A partire dal duemila, in seguito alla segnalazione e denuncia di aggressioni sessiste da parte di attiviste di movimento, a Barcellona si è sviluppato un intenso dibattito sulla violenza di genere interna al movimento stesso, dibattito che ha coinvolto diverse realtà, non solo catalane, ma anche italiane, quali collettivi femministi, singolarità, gruppi di discussione autorganizzati, misti e non. La lunga serie di dibattiti è culminata nella pubblicazione, a cura del collettivo editoriale La Haine, di un dossier intitolato Tijeras para todas – textos sobre violencia de genero en movimientos sociales / Forbici per tutte – testi sulla violenza di genere nei movimenti sociali, una cassetta degli attrezzi, da tenere a portata di mano, per riconoscere, denunciare e combattere i conflitti di genere che ancora attraversano i movimenti, nella convinzione che, poiché non esiste una gerarchia delle lotte, secondo la quale alcune sarebbero più importanti di altre, l’antisessismo non può essere accantonato temporaneamente per far posto ad altre priorità. In fin dei conti, quando si tratta di sessismo, il confine tra il dentro e il fuori il movimento è fittizio e la violenza è sempre la stessa, poiché le dinamiche non differiscono da quelle della società in generale. Il dossier si presenta come un invito all’azione ed è diviso in tre sezioni: il contesto, ossia la violenza machista nelle aree di movimento, da cui proviene chi ha partecipato alla realizzazione di Tijeras para todas; testi scritti come risposta ad aggressioni maschiliste ed infine proposte di azione femminista diretta.

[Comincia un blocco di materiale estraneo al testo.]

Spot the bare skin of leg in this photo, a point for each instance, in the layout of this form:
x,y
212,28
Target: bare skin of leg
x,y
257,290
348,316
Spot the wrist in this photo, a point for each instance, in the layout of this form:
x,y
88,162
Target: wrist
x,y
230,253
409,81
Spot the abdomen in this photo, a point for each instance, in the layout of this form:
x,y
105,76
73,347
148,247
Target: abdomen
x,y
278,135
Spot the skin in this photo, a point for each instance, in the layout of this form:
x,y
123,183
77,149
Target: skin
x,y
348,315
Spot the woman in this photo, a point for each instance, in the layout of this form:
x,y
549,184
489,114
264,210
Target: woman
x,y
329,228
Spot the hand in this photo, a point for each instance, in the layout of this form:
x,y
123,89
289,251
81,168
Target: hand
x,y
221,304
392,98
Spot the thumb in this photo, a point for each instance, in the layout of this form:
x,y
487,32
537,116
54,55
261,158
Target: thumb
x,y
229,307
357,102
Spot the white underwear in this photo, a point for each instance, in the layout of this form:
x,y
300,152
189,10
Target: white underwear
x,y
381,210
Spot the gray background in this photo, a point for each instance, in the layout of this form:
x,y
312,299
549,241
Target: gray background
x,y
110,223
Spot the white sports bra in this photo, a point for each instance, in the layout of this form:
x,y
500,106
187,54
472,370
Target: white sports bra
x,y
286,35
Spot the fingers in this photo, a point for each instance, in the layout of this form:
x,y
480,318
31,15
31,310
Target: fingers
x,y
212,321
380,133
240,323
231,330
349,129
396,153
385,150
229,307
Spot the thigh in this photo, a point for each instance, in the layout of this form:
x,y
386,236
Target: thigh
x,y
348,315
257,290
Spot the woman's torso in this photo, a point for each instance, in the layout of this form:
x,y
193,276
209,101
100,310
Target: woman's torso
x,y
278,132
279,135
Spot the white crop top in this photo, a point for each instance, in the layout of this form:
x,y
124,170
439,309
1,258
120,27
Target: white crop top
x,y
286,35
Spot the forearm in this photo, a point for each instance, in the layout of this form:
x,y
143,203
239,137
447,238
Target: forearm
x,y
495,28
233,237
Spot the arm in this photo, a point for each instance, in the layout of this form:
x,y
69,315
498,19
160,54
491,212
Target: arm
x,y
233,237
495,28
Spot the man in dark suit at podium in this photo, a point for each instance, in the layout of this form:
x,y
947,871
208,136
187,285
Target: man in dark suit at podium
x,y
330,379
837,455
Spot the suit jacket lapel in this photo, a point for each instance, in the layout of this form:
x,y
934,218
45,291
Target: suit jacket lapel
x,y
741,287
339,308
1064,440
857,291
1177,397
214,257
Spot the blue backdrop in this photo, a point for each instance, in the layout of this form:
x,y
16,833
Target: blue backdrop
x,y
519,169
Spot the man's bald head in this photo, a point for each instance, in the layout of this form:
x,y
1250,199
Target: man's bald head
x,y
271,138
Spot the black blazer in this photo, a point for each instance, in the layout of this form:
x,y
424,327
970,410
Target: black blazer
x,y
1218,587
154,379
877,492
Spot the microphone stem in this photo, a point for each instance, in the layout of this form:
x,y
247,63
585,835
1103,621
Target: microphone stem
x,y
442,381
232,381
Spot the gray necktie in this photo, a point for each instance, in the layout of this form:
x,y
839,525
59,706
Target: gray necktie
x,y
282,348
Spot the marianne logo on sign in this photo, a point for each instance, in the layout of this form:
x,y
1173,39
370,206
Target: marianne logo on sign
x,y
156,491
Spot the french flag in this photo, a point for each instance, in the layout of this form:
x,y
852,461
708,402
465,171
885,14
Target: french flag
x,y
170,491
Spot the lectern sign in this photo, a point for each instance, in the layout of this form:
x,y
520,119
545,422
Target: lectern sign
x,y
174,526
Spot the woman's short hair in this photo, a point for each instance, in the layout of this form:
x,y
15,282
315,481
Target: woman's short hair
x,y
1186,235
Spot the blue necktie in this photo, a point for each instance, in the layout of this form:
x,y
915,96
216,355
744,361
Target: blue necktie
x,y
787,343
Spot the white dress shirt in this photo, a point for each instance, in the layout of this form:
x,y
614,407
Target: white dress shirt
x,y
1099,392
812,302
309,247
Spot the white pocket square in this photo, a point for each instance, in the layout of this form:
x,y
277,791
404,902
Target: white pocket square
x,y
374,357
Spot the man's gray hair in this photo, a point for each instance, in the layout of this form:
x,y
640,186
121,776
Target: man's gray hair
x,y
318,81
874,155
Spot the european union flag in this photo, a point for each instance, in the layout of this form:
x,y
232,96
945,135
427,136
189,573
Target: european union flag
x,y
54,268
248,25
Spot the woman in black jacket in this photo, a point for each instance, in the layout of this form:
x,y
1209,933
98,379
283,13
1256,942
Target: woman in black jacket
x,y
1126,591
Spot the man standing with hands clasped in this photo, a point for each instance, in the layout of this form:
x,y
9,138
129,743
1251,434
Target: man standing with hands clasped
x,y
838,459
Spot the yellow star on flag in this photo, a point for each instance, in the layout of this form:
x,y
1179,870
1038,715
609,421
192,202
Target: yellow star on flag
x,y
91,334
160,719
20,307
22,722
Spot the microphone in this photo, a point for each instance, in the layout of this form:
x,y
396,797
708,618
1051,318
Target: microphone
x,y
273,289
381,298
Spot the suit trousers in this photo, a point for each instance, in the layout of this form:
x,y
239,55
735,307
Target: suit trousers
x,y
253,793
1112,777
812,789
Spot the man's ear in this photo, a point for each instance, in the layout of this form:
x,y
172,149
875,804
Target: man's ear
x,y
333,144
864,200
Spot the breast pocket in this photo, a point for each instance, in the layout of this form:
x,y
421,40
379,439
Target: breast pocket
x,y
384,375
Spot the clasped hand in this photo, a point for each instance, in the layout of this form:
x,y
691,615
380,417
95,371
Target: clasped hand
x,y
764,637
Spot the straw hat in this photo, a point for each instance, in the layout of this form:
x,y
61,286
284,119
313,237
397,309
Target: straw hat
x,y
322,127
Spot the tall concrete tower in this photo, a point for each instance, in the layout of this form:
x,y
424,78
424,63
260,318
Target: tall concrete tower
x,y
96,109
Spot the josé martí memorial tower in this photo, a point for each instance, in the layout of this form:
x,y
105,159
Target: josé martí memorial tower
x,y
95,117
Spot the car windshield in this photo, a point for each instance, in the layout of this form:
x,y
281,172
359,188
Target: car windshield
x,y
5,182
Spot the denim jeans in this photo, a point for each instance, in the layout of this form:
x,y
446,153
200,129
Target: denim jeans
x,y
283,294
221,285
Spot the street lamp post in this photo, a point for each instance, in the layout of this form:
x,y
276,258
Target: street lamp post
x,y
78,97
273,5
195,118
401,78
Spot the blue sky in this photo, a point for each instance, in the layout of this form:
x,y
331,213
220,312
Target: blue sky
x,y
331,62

Di fronte alle incessanti trasformazioni delle nostre società postindustriali e globalizzate, le strategie di movimento, oramai in crisi, anche perché incapaci di andare oltre la dinamica azione-reazione, attacco-risposta, hanno dismesso l’impegno sovversivo e hanno ripiegato su una “moralità antagonista” tutta protesa a distinguere ciò che è bene da ciò che è male, con conseguente espulsione delle soggettività irriducibili ad ogni manicheismo. In questo quadro decisamente reazionario, dal momento che elimina ogni voce di dissenso e reprime ogni esigenza di trasformazione radicale dell’esistente, si ripropone un immaginario vecchio e stantio, che si fonda su dicotomie classiche, prima fra tutte quella maschile/femminile. Così, quando nel centro sociale c’è un collettivo di donne, tutto ciò che ha a che vedere con il sessismo e la violenza di genere ricade su di loro. Il femminismo è ritenuto questione di donne, agli altri non interessa, se non per la patina di progressismo che conferisce al centro sociale medesimo.
Per converso, l’immaginario collettivo di movimento è dominato in larga misura dal mito del buon militante, il leader le cui virtù sono esasperate a tal punto da assumere tratti caricaturali in alcune figure prototipo: giovane uomo bianco con cappuccio nero e propensione alla violenza, le sue caratteristiche sono la forza, il coraggio, la decisionalità, la capacità di osare e, soprattutto, di tenere nascoste le sue contraddizioni. Da un altro lato, incontriamo il modello dell’intellettuale, con buona preparazione teorica (o almeno attitudine a dimostrarla), forte capacità di persuasione, doti organizzative e direttive e tendenza alla leadership. Entrambe le varianti mantengono i tratti della mascolinità tradizionale, ma mentre il primo è più prossimo all’idea normativa di mascolinità delle classi basse, il secondo rappresenta la variante alto-borghese.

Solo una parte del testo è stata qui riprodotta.